Real-Life Pipeline Example: Automation and Orchestration of a Supervised Tuning Pipeline

This example demonstrates how to automate the orchestration of a machine learning pipeline using Kubeflow Pipelines for parameter-efficient fine-tuning (PEFT). The pipeline reuses an existing pipeline template from Google for tuning the PaLM 2 foundation model, allowing users to specify parameters without building the pipeline from scratch.

Step 1: Specify Data URIs
In this step, we define the training and evaluation data URIs, which point to the dataset files in JSONL format. These files will be used for tuning the model.
The data files are consistent across learners, ensuring reproducibility.

In [None]:
### Specify the URIs for training and evaluation data.
### These are jsonl files that contain the question-answer pairs for tuning.
TRAINING_DATA_URI = "./tune_data_stack_overflow_python_qa.jsonl" 
EVAUATION_DATA_URI = "./tune_eval_data_stack_overflow_python_qa.jsonl"  
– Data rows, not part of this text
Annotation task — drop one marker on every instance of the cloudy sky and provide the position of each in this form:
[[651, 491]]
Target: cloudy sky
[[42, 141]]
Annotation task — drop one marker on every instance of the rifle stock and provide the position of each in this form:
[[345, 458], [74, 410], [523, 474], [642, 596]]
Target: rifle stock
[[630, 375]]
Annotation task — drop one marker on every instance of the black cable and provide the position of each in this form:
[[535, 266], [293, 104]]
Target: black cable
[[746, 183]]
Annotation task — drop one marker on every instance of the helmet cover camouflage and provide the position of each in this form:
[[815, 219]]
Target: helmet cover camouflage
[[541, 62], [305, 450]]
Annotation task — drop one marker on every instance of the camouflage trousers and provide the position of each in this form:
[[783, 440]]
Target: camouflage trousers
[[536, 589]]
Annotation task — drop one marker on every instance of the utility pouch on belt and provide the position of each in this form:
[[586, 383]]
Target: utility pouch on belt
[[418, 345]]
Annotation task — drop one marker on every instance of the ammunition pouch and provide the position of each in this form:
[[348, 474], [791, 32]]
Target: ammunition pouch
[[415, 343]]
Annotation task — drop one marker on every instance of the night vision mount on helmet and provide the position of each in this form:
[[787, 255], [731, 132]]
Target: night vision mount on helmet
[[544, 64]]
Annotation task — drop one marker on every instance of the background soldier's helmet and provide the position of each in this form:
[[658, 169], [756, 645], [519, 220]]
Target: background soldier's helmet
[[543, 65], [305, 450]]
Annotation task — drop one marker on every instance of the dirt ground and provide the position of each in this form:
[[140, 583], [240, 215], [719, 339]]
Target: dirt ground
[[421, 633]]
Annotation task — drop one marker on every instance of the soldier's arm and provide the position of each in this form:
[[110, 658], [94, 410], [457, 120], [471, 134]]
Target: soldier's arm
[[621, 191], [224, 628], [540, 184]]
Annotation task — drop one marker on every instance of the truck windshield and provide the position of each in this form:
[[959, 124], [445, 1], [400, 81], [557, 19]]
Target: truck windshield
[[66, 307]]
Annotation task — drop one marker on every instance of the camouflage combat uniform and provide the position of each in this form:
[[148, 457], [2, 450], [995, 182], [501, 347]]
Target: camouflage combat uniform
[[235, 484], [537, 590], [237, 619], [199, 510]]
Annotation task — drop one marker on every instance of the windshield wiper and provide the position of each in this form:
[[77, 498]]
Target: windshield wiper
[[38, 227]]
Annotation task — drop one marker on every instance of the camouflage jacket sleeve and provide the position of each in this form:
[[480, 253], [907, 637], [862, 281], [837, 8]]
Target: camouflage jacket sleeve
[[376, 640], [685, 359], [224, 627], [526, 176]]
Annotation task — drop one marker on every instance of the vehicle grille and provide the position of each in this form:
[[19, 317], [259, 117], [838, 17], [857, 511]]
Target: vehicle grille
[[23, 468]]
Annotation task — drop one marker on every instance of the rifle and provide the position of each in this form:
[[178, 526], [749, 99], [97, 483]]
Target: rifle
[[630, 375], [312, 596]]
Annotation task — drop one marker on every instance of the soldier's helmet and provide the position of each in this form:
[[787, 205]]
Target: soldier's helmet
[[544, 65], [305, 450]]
Step 2: Provide a Model Version
Versioning is important for reproducibility, auditing, and rollback capabilities. By providing a unique version name for the model (using a timestamp), we can track changes and restore previous versions if necessary.
This step creates a unique model name with the current date.

In [None]:
### Import datetime to generate a versioned model name.
import datetime

### Generate a timestamp for versioning the model.
date = datetime.datetime.now().strftime("%H:%d:%m:%Y")

### Create a unique model name with the current date and time.
MODEL_NAME = f"deep-learning-ai-model-{date}"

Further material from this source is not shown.